# ZR Team - richtige Rahmengröße erhalten?



## Dr.Eckschleuder (25. März 2013)

Hallo zusammen,

vor kurzem habe ich ein *ZR Team* 7.0 in Größe *18"* bestellt und am Samstag die Lieferung erhalten. Beim Losfahren hatte ich den Eindruck, ungewöhnlich aufrecht auf dem Rad zu sitzen. Deshalb habe ich mal verschiedene Abstände am Rahmen gemessen und mit den angegebenen Geometriedaten verglichen. Ich hatte den Eindruck, dass meine gemessenen Werte eher zur Größe 16" als zu 18" passen.

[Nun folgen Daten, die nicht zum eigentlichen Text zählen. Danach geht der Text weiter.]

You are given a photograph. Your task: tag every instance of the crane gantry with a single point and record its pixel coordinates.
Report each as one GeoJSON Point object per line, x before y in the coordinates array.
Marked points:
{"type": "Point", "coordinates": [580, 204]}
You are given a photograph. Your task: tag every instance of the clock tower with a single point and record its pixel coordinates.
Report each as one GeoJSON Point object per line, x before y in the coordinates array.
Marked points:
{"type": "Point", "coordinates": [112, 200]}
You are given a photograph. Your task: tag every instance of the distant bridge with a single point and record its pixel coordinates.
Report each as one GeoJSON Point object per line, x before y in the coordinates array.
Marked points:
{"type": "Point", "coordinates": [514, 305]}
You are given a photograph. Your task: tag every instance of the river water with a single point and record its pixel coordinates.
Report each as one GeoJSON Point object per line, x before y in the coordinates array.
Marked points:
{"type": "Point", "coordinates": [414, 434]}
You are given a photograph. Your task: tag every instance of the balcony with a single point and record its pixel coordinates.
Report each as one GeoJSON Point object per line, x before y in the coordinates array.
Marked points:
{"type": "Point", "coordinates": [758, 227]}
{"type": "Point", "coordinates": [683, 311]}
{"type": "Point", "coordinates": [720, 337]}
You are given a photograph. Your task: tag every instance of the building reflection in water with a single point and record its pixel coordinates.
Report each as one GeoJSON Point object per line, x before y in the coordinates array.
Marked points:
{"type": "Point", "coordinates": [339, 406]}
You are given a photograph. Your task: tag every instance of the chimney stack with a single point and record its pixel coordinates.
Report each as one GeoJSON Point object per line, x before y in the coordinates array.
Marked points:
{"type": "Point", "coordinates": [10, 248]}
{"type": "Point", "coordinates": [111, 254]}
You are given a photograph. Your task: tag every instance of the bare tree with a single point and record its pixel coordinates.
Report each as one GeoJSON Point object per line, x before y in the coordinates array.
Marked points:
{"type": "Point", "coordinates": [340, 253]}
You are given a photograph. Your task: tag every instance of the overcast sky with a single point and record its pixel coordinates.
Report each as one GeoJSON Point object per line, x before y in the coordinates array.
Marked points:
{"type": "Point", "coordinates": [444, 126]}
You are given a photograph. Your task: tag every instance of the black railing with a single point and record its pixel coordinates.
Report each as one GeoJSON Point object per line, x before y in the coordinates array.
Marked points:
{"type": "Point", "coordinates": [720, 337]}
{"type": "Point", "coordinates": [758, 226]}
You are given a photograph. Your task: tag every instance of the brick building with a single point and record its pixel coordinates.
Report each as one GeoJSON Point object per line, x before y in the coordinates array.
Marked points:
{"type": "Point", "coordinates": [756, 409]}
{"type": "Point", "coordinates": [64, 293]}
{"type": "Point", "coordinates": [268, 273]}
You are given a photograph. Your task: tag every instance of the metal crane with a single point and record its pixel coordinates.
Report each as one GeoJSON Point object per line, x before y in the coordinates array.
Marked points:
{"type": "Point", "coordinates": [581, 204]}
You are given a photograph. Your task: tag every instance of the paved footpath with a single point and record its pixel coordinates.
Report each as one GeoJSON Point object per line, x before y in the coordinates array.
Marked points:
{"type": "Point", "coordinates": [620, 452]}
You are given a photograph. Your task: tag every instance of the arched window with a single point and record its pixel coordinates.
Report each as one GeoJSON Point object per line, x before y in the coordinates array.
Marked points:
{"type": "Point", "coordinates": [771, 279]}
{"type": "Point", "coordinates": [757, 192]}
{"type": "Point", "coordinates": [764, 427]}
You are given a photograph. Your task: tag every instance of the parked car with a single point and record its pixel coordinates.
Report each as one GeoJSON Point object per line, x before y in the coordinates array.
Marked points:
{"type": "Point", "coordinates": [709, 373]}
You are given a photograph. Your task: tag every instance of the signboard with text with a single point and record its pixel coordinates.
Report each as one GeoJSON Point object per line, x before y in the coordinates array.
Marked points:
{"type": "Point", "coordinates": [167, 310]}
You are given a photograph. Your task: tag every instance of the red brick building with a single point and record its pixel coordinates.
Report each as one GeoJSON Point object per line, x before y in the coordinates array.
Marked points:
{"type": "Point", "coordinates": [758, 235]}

Für die *Länge des Oberrohres* (gemessen entlang des Oberrohrs von Mitte Sitzrohr bis Mitte Steuerrohr) habe ich gemessen:
*545 mm*

Auf der Zeichnung bei Radon waren hierzu die Maße:
*549 mm bei 16"*
*567 mm bei 18"*

Als *"Oberrohrlänge"* (gemessen waagerecht von Mitte oberes Ende Steuerrohr bis Mitte Sattelstütze) habe ich gemessen:
*565 mm*

Auf der Zeichnung bei Radon waren hierzu die Maße:
*564 mm bei 16"*
*588 mm bei 18"*

Für mich sieht das so aus, als habe ich ein 16"-Rad erhalten. Oder habe ich anders gemessen als Radon?

Zu Hause habe ich noch 3 weitere MTBs in Größe M, deren Maße deutlich über den beim Radon gemessenen Werten liegen. Fällt das ZR Team möglichereweise besonders klein aus?

Ich hoffe auf eure kompetente Unterstützung. Das ganze brennt mir von daher besonders auf der Seele, als "mein" ZR Team jetzt auch noch ausverkauft ist, so dass ich ggf. das richtige gar nicht mehr bekommen könnte .

Was meint ihr, habe ich ein 18"-Rad erhalten 
Kann das Radon-Team Auskunft geben?


----------



## filiale (26. März 2013)

Wenn Du es 100% sicher wissen möchtest, mußt Du die Sitzrohrlänge messen (Mitte Tretlager bis Oberkante Sitzohr (da wo die Sattelklemme sitzt).


----------



## MTB-News.de




----------



## Dr.Eckschleuder (26. März 2013)

Da hab ich auch gemessen, so wie du gesagt hast. Dieses Maß würde für 18" sprechen. Aber warum entsprechen die gemessenen Oberrohrmaße einem 16"-Rahmen? Würde gern klären, warum ich beim Oberrohr 545 mm messe, wo Radon 567 mm angiebt. Das ist ja schon ein Unterschied.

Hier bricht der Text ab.